Official source code of Fast Point Transformer, CVPR 2022

Overview

Fast Point Transformer

Project Page | Paper

This repository contains the official source code and data for our paper:

Fast Point Transformer
Chunghyun Park, Yoonwoo Jeong, Minsu Cho, and Jaesik Park
POSTECH GSAI & CSE
CVPR, 2022, New Orleans.

An Overview of the proposed pipeline

Overview

This work introduces Fast Point Transformer that consists of a new lightweight self-attention layer. Our approach encodes continuous 3D coordinates, and the voxel hashing-based architecture boosts computational efficiency. The proposed method is demonstrated with 3D semantic segmentation and 3D detection.
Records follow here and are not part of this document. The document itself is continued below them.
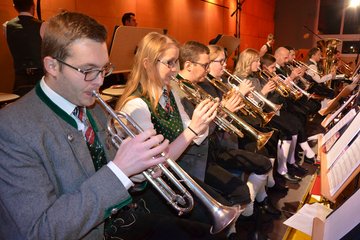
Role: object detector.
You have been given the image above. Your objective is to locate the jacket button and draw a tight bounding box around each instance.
[111,208,119,214]
[67,134,74,142]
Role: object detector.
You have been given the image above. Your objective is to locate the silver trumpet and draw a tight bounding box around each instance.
[172,77,274,149]
[92,90,242,234]
[224,69,282,114]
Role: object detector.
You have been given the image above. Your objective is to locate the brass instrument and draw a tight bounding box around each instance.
[205,74,275,125]
[293,59,322,77]
[287,59,315,91]
[224,69,282,114]
[277,74,312,100]
[173,77,274,149]
[259,68,291,97]
[92,90,241,234]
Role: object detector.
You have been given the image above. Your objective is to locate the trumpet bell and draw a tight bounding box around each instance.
[256,130,274,149]
[210,204,243,234]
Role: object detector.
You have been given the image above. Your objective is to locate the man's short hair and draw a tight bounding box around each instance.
[308,47,320,58]
[179,41,210,70]
[41,12,107,60]
[13,0,34,12]
[121,12,135,26]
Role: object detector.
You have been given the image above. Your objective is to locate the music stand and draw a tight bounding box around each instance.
[319,84,357,116]
[109,26,163,73]
[216,35,240,56]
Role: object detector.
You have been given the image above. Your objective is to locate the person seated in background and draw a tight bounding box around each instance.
[3,0,44,96]
[306,47,336,99]
[259,33,275,57]
[121,12,137,27]
[0,12,225,240]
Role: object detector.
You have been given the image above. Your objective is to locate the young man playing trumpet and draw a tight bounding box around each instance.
[174,41,281,239]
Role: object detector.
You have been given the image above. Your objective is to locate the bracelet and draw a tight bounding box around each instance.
[188,126,199,137]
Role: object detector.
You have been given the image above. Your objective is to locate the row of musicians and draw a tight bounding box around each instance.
[0,12,334,239]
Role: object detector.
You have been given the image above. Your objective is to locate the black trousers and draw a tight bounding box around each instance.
[105,211,226,240]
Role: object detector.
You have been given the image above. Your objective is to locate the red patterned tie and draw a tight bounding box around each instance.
[163,89,173,112]
[74,107,95,145]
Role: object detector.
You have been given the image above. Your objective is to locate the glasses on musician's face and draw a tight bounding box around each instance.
[157,59,179,69]
[212,58,226,65]
[192,62,210,71]
[55,58,114,81]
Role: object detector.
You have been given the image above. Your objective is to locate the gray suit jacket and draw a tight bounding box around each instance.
[0,90,131,239]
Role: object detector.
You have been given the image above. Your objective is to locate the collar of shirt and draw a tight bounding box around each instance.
[159,86,171,108]
[40,77,86,130]
[309,59,317,66]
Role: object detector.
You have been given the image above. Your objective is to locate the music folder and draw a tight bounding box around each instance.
[212,35,240,56]
[319,84,357,116]
[109,26,163,73]
[312,190,360,240]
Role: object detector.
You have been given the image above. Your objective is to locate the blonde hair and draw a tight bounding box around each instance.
[208,45,225,61]
[116,32,179,113]
[234,48,260,78]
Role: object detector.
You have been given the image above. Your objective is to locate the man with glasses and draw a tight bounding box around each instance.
[0,12,226,240]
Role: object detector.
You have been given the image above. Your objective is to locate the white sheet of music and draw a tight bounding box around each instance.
[320,108,356,145]
[326,111,360,169]
[327,135,360,196]
[323,190,360,240]
[284,203,332,236]
[323,94,356,127]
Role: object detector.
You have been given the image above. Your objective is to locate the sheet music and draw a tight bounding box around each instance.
[322,94,356,127]
[326,114,360,169]
[327,135,360,196]
[284,203,332,236]
[320,108,356,145]
[323,190,360,240]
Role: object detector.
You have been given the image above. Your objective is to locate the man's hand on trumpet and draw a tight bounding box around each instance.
[113,129,169,177]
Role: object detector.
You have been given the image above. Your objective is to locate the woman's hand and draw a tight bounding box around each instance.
[239,79,255,96]
[221,91,242,112]
[113,129,169,176]
[261,81,276,96]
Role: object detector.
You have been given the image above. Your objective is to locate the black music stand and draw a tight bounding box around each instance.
[109,26,163,73]
[216,35,240,56]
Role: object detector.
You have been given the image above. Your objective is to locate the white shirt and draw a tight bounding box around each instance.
[306,59,333,83]
[40,77,134,189]
[121,86,209,150]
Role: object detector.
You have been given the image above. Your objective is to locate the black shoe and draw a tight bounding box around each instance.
[287,163,309,175]
[280,173,301,183]
[304,155,316,164]
[248,231,270,240]
[256,197,281,218]
[227,233,240,240]
[267,182,289,193]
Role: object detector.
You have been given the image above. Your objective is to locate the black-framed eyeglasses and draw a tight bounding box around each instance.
[55,58,114,81]
[157,59,179,69]
[212,58,226,65]
[192,62,210,71]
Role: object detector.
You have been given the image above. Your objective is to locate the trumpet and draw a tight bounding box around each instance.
[205,74,275,125]
[92,90,242,234]
[259,68,291,97]
[224,69,282,114]
[277,74,312,100]
[172,77,274,149]
[293,59,323,77]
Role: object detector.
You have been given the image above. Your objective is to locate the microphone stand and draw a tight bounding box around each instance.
[230,0,246,65]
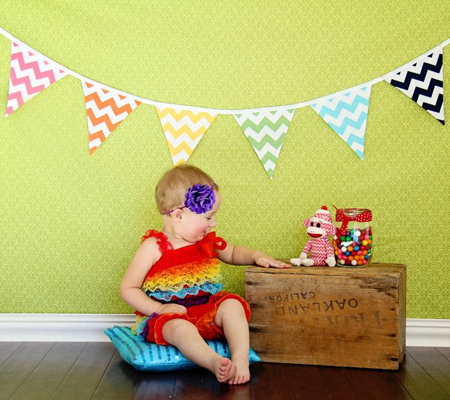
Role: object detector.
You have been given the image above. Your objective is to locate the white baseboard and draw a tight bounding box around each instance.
[406,318,450,347]
[0,314,136,342]
[0,314,450,347]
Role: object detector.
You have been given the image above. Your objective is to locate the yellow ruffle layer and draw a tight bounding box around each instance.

The accuracy of our approach is competitive to the best voxel based method, and our network achieves 129 times faster inference time than the state-of-the-art, Point Transformer, with a reasonable accuracy trade-off in 3D semantic segmentation on S3DIS dataset.

Citation

If you find our code or paper useful, please consider citing our paper:

@inproceedings{park2022fast,
 title={{Fast Point Transformer}},
 author={Chunghyun Park and Yoonwoo Jeong and Minsu Cho and Jaesik Park},
 booktitle={Proceedings of the {IEEE/CVF} Conference on Computer Vision and Pattern Recognition (CVPR)},
 year={2022}
}

Experiments

1. S3DIS Area 5 test

We denote MinkowskiNet42 trained with this repository as MinkowskiNet42. We use voxel size 4cm for both MinkowskiNet42 and our Fast Point Transformer.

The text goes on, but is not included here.